For two very full days, we listened to short lectures and met in working groups, slowly warming to the idea that our employing organization actually wanted us to talk openly about the challenges we perceived—and propose possible solutions. In the final four hours, the conversation began to richly hum. The moderator moved from group to group, encouraging us to listen attentively to each other, speak clearly, and search for action steps.

Hearts began appearing on my colleagues’ sleeves: some of what was shared was painful, honest, raw. Even while telling difficult workplace stories, there was an unmistakable sense of hope and promise in the room.

“We oscillate between the church that is and the one we’re willing to describe.”

The final scheduled event was to be a sharing circle in which each participant identified some experience or truth they had learned.

Dazzled by two days of seeming safety, we never saw it coming. When the first person to whom the microphone was handed said, “Well, I just feel very fortunate to work in an organization that doesn’t have the kind of problems other companies do,” the hope, the light began to fade. One by one, participants surrendered to the growing expectation that only sweetly positive things could be shared. Gone were the difficult anecdotes of feeling marginalized or undervalued—the candid stories inhaled like fresh oxygen by those not used to corporate honesty.

When it came my turn to talk, I mumbled something platitudinous about the value of listening to each other, and quickly passed the microphone along.

I had been closely watching the moderator as the microphone progressed around the circle—and as the conversation regressed to earlier levels. She seemed more sad with each dull speech: it looked as though she was sinking into the floor, anticipating the failure of her efforts.

When at last the microphone reached her, she looked searchingly at each face in turn, and then said somber words: “I hope you remember your pain. Have a good afternoon.”

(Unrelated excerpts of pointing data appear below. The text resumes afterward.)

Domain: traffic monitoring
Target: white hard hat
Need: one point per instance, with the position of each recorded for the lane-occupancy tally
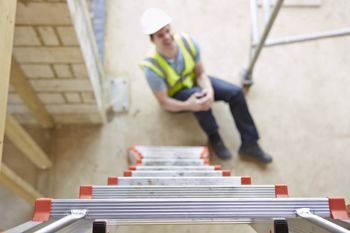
(154, 19)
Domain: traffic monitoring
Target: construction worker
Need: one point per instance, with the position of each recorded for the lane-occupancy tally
(176, 75)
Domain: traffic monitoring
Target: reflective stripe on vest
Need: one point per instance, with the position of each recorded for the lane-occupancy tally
(162, 68)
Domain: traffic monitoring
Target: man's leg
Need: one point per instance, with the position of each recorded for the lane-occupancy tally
(234, 96)
(208, 123)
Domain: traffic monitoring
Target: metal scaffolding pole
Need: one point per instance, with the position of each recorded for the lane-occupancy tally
(308, 37)
(247, 73)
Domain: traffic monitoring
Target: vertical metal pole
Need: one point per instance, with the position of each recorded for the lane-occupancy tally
(247, 74)
(267, 10)
(254, 19)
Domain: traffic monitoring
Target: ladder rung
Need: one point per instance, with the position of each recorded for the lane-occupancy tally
(169, 150)
(172, 162)
(185, 181)
(242, 191)
(178, 168)
(175, 173)
(208, 209)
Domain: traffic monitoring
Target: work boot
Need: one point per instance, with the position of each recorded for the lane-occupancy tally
(253, 151)
(219, 147)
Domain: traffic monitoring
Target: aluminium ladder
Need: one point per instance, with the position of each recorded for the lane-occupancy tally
(176, 185)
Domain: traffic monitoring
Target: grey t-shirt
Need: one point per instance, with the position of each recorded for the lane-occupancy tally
(155, 82)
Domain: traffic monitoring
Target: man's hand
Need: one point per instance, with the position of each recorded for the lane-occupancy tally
(209, 95)
(200, 101)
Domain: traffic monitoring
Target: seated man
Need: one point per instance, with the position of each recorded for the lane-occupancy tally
(176, 75)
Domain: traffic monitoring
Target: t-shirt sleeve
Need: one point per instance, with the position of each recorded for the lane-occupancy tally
(155, 82)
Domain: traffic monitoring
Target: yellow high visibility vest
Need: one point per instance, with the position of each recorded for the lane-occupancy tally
(161, 67)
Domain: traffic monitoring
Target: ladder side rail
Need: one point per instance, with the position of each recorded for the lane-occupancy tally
(315, 219)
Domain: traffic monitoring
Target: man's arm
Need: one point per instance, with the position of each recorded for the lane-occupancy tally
(193, 103)
(204, 82)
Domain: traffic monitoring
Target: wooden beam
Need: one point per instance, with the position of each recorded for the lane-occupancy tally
(16, 184)
(7, 25)
(23, 141)
(28, 95)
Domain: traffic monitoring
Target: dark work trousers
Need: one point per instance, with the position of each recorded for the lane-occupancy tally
(233, 95)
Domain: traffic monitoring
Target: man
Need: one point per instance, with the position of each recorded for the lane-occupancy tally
(176, 75)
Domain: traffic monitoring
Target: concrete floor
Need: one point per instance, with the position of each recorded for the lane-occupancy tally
(299, 102)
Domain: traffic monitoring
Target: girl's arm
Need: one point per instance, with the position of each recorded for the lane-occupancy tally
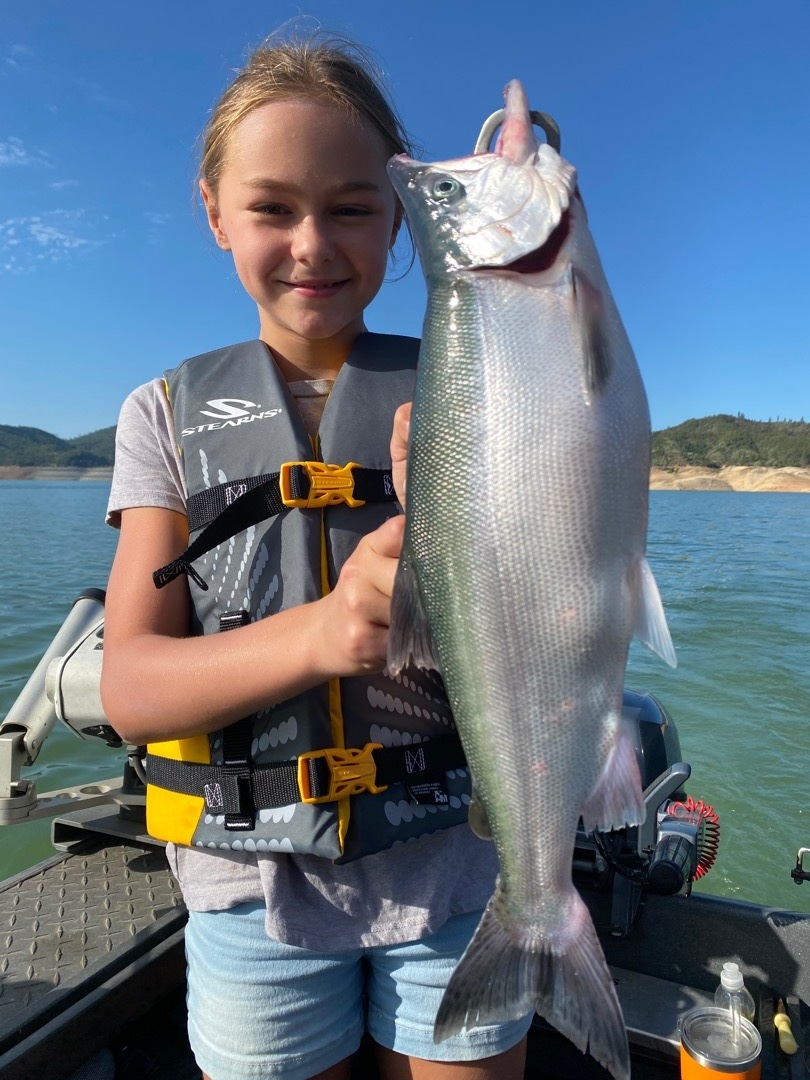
(158, 683)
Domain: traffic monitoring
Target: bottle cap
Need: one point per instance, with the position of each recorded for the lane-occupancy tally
(731, 977)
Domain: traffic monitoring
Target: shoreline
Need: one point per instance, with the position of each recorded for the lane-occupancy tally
(731, 478)
(685, 478)
(54, 472)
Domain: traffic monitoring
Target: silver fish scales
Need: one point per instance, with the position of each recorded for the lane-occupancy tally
(523, 575)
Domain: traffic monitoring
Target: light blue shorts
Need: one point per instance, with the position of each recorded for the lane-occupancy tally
(261, 1009)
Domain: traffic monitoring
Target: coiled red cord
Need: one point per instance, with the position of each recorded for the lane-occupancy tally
(709, 831)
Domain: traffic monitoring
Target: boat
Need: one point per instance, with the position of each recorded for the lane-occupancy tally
(92, 970)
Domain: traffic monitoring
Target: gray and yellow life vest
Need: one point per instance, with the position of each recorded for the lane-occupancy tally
(356, 765)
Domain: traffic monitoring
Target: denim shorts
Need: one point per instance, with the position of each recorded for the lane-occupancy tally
(261, 1009)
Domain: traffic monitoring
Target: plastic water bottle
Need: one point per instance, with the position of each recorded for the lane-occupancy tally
(731, 994)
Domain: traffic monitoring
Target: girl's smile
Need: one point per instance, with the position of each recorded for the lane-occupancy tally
(309, 226)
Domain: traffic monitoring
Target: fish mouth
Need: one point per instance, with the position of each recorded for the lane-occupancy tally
(544, 257)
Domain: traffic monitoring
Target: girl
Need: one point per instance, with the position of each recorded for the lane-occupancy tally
(310, 921)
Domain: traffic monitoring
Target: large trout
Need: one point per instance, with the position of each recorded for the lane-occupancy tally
(523, 574)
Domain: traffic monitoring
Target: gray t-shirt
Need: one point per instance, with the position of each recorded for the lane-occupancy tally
(396, 895)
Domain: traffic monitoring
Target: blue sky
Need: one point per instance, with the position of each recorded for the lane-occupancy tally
(688, 121)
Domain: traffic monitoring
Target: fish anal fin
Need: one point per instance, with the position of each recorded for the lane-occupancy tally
(617, 799)
(504, 974)
(596, 353)
(408, 635)
(650, 625)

We were dismissed. More important, we missed a rare opportunity for honest conversation in our workplace. Creativity slid back between the covers of the three-ring binders. Candor sensed the atmosphere was not as safe as seemed, and camped beneath a chilly rainspout.

If that had been my only such sorrow, I wouldn’t be writing these words. But in a thousand church board meetings, in living rooms, in drear committee boardrooms, we oscillate between the church that is and the one we’re willing to describe.

Each time we skip the chance for careful and constructive candor, we illustrate our actual theology: The Holy Spirit may not move except at our direction. The preservation of our “corporate image”—our preferred way of seeing ourselves and our organizations—takes precedence over the Spirit’s call to listen attentively to each other, speak clearly, and search for action steps.

For a movement grounded—founded—on reform, this is a curious and unhistorical phenomenon. The first generations of Seventh-day Adventists spoke and wrote with a rigor their descendants now find troubling. The columns of this magazine in its first decade were alight with strong denunciations of slavery and the government that tolerated it, debates about the integrity of even such key church leaders as James and Ellen White, and biblical discussions about when the weekly Sabbath ought to begin—at sunset Friday, or at 6:00 p.m. No merit was attached to preserving a positive corporate image, for in fact, there was no structured organization yet. The underlying assumption in hundreds of clear-eyed, candid articles was that this journal and this movement would draw those unafraid to ask good questions, undismayed at discovering new answers, and undeterred in building a “more perfect union.”

We need—deserve—such clear, constructive candor in this fellowship today, even as we have become a complex, multi-layered, global movement. We owe each other thoughtful, prayerful honesty about our structures, policies, and practices.

Allegiance to the Spirit’s work will not let us do otherwise.